17 de fevereiro de 2021

o projeto da poesia

Domingo eu tava lendo POESIA FORA DA ESTANTE e lembrando o tempo bom, sem muito dinheiro (não que hoje seja diferente) e vivia economizando por meses, esperando acontecer uma feira bienal por aqui... havia ouvido Dilan Camargo falar do livro, num certo evento à tarde na biblioteca Monteiro Lobato. Era dezembro de 1995. Erguendo-se nos joelhos, com braço alto, do meio da plateia, falou ele de uma antologia corajosa feita por um grupo de pesquisadoras da PUC/RS e publicada por uma pequena editora gaúcha. Quem era aquele homem, eu ainda não sabia, que editora seria aquela que se chamava Projeto?

Encontrei o livro meses e meses depois, vindo a ser um guia e um companheiro de viagens rumo às aulas na pedagogia pelo interior catarinense.
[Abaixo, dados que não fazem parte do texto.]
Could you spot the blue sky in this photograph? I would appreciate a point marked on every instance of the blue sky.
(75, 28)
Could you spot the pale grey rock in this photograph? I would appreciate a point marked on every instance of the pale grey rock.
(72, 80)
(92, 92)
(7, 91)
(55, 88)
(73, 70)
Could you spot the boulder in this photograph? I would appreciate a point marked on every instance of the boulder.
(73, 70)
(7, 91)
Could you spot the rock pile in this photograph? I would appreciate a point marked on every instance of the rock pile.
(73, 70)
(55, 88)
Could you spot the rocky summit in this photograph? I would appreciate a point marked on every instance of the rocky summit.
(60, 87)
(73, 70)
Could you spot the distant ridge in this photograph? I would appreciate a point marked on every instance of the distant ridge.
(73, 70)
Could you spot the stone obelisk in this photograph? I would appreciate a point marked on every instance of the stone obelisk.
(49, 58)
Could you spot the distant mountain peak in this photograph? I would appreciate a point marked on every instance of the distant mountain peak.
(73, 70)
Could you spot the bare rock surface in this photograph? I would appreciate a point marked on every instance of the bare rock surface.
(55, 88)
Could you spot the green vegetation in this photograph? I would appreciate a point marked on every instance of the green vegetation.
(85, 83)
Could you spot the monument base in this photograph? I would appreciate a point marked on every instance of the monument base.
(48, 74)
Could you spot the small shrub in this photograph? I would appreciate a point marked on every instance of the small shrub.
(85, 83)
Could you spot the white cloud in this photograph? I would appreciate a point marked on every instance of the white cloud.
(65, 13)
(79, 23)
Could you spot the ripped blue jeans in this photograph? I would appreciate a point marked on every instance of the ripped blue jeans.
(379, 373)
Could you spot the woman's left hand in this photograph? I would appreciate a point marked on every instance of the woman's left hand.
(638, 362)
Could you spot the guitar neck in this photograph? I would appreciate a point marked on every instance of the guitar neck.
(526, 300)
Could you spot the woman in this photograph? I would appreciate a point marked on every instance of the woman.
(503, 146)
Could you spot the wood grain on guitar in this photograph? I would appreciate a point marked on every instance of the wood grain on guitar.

Tão logo eu voltava pra casa, POESIA FORA DA ESTANTE voltava para dentro da estante a fim de descansar, não pegar pó, nem dar oportunidade pro azar.

"A ideia deste livro surgiu da certeza de que a poesia não tem idade. Aqui vamos encontrar os mais variados poemas, muitos deles não escritos diretamente para crianças. Afinal, a poesia de gente grande pode passar pelo crivo dos pequenos leitores. Versos que mimetizam os sentimentos humanos, através de arranjos de sons, ritmos e imagens, podem mobilizar as crianças, que reconhecem a própria interioridade estampada no achado original de novas formas poéticas. Tal fato acontece devido à equivalência entre os elementos sonoros, imagéticos e estruturais, que convergem para o mesmo eixo de sentido, simulando, em todos os níveis, a idéia que se quer representar. O prazer advém, assim, da familiaridade dos temas percorridos pela literatura e também da descoberta de uma linguagem inusitada, recheada de recursos antes não percebidos. São jogos iterativos e gratuitos, que reorganizam a realidade próxima da infância em esquemas mentais (de entendimento) e corpóreos (de sons e ritmos, a matéria orgânica do poema), fazendo com que o cotidiano possa ser visto e sentido como nunca o fora antes."
POESIA FORA DA ESTANTE, org. Vera Aguiar, Simone Assumpção e Sissa Jacoby, foi ilustrado com miniaturas de Laura Castilhos (Projeto, 1995) #dobrasdapoesia

16 de fevereiro de 2021

sonhos que necessitam de um reparo



Domingo eu tava lendo CASA DE CONSERTOS, de Eloí Bocheco @eloibocheco, com os mágicos diálogos da menina Olímpia com diferentes pessoas, país afora, ao telefone. São pessoas sem rostos, mas sonhos que necessitam de um reparo e continuidade, uma vez que as histórias de vida, neste enredo, são do mesmo entremeio e substância de antigos brinquedos a serem resgatados do abandono e da solidão.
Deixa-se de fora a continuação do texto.